In order of preference, pandoc will look for Lua filters in

a specified full or relative path,
$DATADIR/filters where $DATADIR is the user data directory (see --data-dir, above).

Filters, Lua filters, and citeproc processing are applied in the order specified on the command line.

-M KEY[=VAL], --metadata=KEY[:VAL]

Set the metadata field KEY to the value VAL. A value specified on the command line overrides a value specified in the document using YAML metadata blocks. Values will be parsed as YAML boolean or string values. If no value is specified, the value will be treated as Boolean true. Like --variable, --metadata causes template variables to be set. But unlike --variable, --metadata affects the metadata of the underlying document (which is accessible from filters and may be printed in some output formats) and metadata values will be escaped when inserted into the template.

--metadata-file=FILE

Read metadata from the supplied YAML (or JSON) file. This option can be used with every input format, but string scalars in the metadata file will always be parsed as Markdown. (If the input format is Markdown or a Markdown variant, then the same variant will be used to parse the metadata file; if it is a non-Markdown format, pandoc’s default Markdown extensions will be used.) This option can be used repeatedly to include multiple metadata files; values in files specified later on the command line will be preferred over those specified in earlier files. Metadata values specified inside the document, or by using -M, overwrite values specified with this option. The file will be searched for first in the working directory, and then in the metadata subdirectory of the user data directory (see --data-dir).

-p, --preserve-tabs

Preserve tabs instead of converting them to spaces. (By default, pandoc converts tabs to spaces before parsing its input.) Note that this will only affect tabs in literal code spans and code blocks. Tabs in regular text are always treated as spaces.

--tab-stop=NUMBER

Specify the number of spaces per tab (default is 4).
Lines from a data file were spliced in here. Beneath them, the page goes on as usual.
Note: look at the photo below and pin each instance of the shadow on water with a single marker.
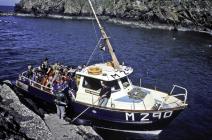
(111, 135)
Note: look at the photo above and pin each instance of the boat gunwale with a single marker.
(135, 111)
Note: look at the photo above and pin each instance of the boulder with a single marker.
(17, 121)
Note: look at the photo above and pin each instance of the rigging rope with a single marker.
(101, 54)
(97, 45)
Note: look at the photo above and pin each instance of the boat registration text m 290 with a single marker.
(143, 117)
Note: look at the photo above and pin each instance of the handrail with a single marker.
(31, 82)
(170, 94)
(185, 94)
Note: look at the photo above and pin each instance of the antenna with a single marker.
(106, 38)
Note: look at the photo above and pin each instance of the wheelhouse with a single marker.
(125, 95)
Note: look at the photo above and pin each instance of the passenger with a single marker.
(45, 66)
(60, 100)
(105, 94)
(30, 72)
(72, 87)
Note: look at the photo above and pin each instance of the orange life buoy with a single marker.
(110, 63)
(94, 70)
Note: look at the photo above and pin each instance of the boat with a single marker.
(130, 108)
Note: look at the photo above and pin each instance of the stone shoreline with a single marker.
(134, 24)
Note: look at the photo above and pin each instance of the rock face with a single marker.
(17, 121)
(177, 13)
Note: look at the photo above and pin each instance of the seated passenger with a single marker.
(105, 94)
(45, 66)
(30, 72)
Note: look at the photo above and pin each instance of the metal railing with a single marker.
(35, 84)
(176, 95)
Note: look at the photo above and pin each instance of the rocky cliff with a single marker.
(191, 14)
(17, 121)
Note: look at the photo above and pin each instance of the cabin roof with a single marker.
(108, 72)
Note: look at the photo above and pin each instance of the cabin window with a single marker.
(114, 85)
(92, 83)
(125, 82)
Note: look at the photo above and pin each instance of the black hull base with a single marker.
(108, 120)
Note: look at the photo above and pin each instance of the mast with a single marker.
(106, 38)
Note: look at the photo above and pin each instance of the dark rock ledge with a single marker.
(19, 122)
(170, 14)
--track-changes=accept|reject|all

Specifies what to do with insertions, deletions, and comments produced by the MS Word “Track Changes” feature. accept (the default) processes all the insertions and deletions. reject ignores them. Both accept and reject ignore comments. all includes all insertions, deletions, and comments, wrapped in spans with insertion, deletion, comment-start, and comment-end classes, respectively. The author and time of change is included. all is useful for scripting: only accepting changes from a certain reviewer, say, or before a certain date. If a paragraph is inserted or deleted, track-changes=all produces a span with the class paragraph-insertion/paragraph-deletion before the affected paragraph break. This option only affects the docx reader.

--extract-media=DIR

Extract images and other media contained in or linked from the source document to the path DIR, creating it if necessary, and adjust the images references in the document so they point to the extracted files. Media are downloaded, read from the file system, or extracted from a binary container (e.g. docx), as needed. The original file paths are used if they are relative paths not containing ... Otherwise filenames are constructed from the SHA1 hash of the contents.

--abbreviations=FILE

Specifies a custom abbreviations file, with abbreviations one to a line. If this option is not specified, pandoc will read the data file abbreviations from the user data directory or fall back on a system default. To see the system default, use pandoc --print-default-data-file=abbreviations. The only use pandoc makes of this list is in the Markdown reader. Strings found in this list will be followed by a nonbreaking space, and the period will not produce sentence-ending space in formats like LaTeX. The strings may not contain spaces.

--trace

Print diagnostic output tracing parser progress to stderr. This option is intended for use by developers in diagnosing performance issues.